Mereka didominasi oleh anak yatim dan duafa yang selama ini memiliki keterbatasan akses terhadap pembinaan keagamaan formal akibat kendala geografis, seperti medan perbukitan karst dan akses jalan perbatasan yang terjal.
Melalui pendekatan yang persuasif dan humanis, Pesantren Jalan Cahaya dihadirkan sebagai ruang aman untuk memperkuat keimanan serta kemandirian mental anak-anak.
Selama masa pembinaan, para peserta mengikuti beragam rangkaian kegiatan.
Mulai dari ibadah bersama (qiyamul lail dan tadarus), kajian keteladanan ulama besar seperti Imam Syafi'i dan Imam Bukhari, sesi motivasi mental pejuang, hingga pembagian Al-Qur'an dan santunan gratis dari para donatur.

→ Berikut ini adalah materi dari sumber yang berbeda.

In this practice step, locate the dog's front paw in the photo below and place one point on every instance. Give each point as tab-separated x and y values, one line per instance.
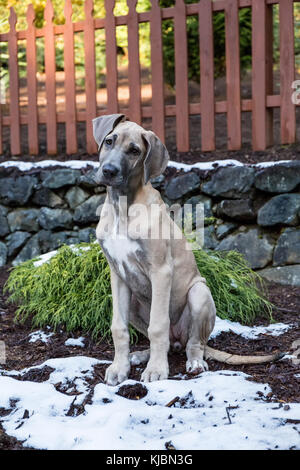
155	372
116	373
196	366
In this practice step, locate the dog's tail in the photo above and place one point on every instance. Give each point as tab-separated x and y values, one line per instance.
221	356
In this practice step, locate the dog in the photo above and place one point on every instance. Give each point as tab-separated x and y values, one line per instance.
155	281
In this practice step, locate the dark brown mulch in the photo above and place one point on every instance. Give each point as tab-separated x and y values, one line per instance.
279	375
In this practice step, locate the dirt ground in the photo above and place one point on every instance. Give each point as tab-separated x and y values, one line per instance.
279	375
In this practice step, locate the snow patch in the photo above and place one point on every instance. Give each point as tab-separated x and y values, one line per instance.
111	421
250	332
75	342
39	336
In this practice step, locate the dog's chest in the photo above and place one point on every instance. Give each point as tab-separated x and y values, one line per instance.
126	256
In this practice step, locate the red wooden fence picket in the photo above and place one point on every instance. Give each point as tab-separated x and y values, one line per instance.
261	104
50	69
15	130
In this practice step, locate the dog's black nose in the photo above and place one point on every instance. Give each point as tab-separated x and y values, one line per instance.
109	171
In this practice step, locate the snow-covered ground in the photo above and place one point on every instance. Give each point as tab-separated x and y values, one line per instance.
222	410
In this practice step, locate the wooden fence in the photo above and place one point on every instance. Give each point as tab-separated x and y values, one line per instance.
261	104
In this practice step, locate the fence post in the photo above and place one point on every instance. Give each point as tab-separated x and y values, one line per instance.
181	78
14	110
90	75
70	91
50	70
233	79
158	107
207	92
134	74
111	58
33	141
287	71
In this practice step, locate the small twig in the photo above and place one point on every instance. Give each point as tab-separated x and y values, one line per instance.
172	402
227	411
285	309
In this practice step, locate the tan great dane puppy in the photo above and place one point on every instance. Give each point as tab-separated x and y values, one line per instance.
156	285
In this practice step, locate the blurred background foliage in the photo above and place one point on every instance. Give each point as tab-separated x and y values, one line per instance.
144	30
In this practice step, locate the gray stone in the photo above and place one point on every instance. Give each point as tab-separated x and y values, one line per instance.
46	197
181	185
59	178
287	250
76	196
15	241
89	211
284	275
4	229
51	219
201	199
87	235
282	209
225	229
29	251
16	191
280	178
256	247
3	254
210	240
240	209
24	219
231	182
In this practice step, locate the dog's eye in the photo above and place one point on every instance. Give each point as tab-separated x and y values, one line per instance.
135	151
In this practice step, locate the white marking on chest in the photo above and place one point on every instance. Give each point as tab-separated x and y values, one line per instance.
120	249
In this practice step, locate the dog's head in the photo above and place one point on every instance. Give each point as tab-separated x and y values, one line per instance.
127	151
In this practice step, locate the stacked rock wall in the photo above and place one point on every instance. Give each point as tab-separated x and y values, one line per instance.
252	209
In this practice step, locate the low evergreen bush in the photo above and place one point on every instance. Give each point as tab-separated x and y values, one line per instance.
72	289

Lebih jauh, program ini juga dirancang sebagai pintu masuk pembinaan berkelanjutan melalui skema Zakat Community Development, sehingga dampak spiritual yang dibangun dapat diperkuat dengan pemberdayaan ekonomi di masa mendatang.
Jemput Bola ke Pelosok Perbatasan
Ketua Pelaksana Program Markaz Aitam Ar Rasyid, Muhamad Didik Khoirul Huda menuturkan, inisiatif ini sengaja menjemput bola ke wilayah terpencil.
"Banyak anak yatim dan duafa di perbatasan yang memiliki semangat besar, tetapi terkendala akses. Pesantren ini kami hadirkan untuk menjemput mereka sekaligus membuktikan bahwa keterbatasan akses bukanlah penghalang untuk mendalami ilmu agama," jelasnya.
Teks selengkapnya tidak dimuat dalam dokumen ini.